Multiple field trips to Lourdes, where thousands of additional pilgrims will head to this Easter with HCPT, a charity taking children who are disabled or disadvantaged for a fun-filled week of faith and rest, and in-depth interviews with pilgrims revealed that they seek not only religious fulfilment but also the opportunity to 'break down' in a safe place away from the judgement of modern day society.

"One of our participants referred to their home environment of Scotland as being 'emotionally straight-jacketed', where people don't express emotion in public," said Dr Higgins.

"In everyday life, society tells us to keep going, with consumers constantly under pressure to be the perfect partner, parent and employee. We are witnessing unprecedented levels of mental health issues and our research uncovers consumers dealing with emotional suffering beyond traditional and private therapy sessions.

"Our research is helpful because it can show how businesses can cultivate emotions to promote well-being, especially when society tells us these emotions should not be displayed or shared in public."

The marketplace of Lourdes, comprising more than 200 hotels, 100 restaurants and 200 souvenir shops, is often perceived as detracting from the religious setting.
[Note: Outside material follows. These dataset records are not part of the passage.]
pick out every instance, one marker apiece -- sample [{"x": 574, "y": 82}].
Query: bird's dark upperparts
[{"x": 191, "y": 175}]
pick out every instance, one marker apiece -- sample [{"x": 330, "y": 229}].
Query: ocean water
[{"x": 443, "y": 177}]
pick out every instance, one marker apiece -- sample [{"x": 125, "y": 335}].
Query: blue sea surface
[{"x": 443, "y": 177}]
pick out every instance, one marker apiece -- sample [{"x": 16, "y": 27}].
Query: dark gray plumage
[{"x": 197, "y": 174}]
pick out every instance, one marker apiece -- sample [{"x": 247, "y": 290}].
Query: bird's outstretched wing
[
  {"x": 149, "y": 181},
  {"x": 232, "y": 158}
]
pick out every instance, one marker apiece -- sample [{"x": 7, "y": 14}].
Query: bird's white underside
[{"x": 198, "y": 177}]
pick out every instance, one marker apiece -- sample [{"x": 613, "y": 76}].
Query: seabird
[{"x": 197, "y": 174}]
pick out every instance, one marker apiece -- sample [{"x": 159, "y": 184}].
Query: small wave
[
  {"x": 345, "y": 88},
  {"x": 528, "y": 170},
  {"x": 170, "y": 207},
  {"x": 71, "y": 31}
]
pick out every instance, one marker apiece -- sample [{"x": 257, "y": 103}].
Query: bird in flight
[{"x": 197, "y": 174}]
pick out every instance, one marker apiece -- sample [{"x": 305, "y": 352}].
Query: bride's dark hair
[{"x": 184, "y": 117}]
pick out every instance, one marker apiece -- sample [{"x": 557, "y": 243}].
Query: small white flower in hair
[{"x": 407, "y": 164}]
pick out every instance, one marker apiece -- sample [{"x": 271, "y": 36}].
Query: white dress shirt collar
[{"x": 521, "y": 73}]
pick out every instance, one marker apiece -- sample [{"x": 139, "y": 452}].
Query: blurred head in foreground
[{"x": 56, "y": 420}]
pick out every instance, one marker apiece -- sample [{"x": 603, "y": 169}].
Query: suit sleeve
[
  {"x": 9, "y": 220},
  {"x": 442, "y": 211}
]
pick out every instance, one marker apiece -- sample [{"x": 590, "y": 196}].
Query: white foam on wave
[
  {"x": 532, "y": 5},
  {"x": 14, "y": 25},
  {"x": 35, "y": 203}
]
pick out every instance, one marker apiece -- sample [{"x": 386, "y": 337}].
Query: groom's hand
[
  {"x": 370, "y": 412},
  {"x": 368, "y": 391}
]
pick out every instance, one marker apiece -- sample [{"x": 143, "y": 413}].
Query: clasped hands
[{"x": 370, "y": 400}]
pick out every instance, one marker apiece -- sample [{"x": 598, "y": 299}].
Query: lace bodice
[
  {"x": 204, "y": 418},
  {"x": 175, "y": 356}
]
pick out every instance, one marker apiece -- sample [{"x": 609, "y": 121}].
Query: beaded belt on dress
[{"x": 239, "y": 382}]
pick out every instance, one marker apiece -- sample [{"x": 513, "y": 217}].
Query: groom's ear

However, the study uncovered the marketplace to be a firm part of the therapeutic process.

The interaction and engagement with the religious rituals, as well as the simple secular pursuits of eating, having a coffee or glass of wine, and talking to like-minded others were all pivotal in creating a therapeutic setting for participants.

Dr Higgins added: "Religious landscapes have a unique foothold in the market, and it is likely that we will see demand for pilgrimages continue to increase. However, if consumers are looking for a sense of community and a sense of safety in order to unleash their emotions, further studies into secular locations is important.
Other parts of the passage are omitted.